Between teaching Screen Printing, Print Making and Artist’s Books at SUNY Oneonta, Callahan said she spent 35 hours per week for eight months, using trial and error all the while, to build the sculpture which, she said, features a hand generator and lights. The piece, which was made of pine and stained to look like antique cherry wood, also features many little moving gears and dials that were found at antique shops or junk stores, Callahan said.
“I researched hand generators and movable mechanisms to see how they work, so that I could include them in the piece,” Callahan said, “I also had to learn more about wood working.”
Callahan’s first piece in the inventive series came as an imagined creation from a lexicographer’s (someone who writes dictionaries) dream. The next piece she hopes to create will be based on the imaginary dreams of an early educator and the differences in teaching boys and girls back then, she said.

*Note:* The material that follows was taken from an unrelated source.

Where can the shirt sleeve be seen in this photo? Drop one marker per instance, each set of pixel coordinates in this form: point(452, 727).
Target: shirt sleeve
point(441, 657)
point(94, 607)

According to the release, the first and second place winners were Central New York women, as well. First place winner was Gail Hoffman of Syracuse and second place went to Melissa Zarem of Ithaca.
Along with her award, Callahan won a check for $500 which, she said, she will use to buy more parts for future sculptures.
“I really enjoyed showing people how it works and demonstrating the generator and lights,” Callahan said. “I want to continue to make art that is interactive.”
The ‘Made in New York’ exhibition will be open through May 25, 2014.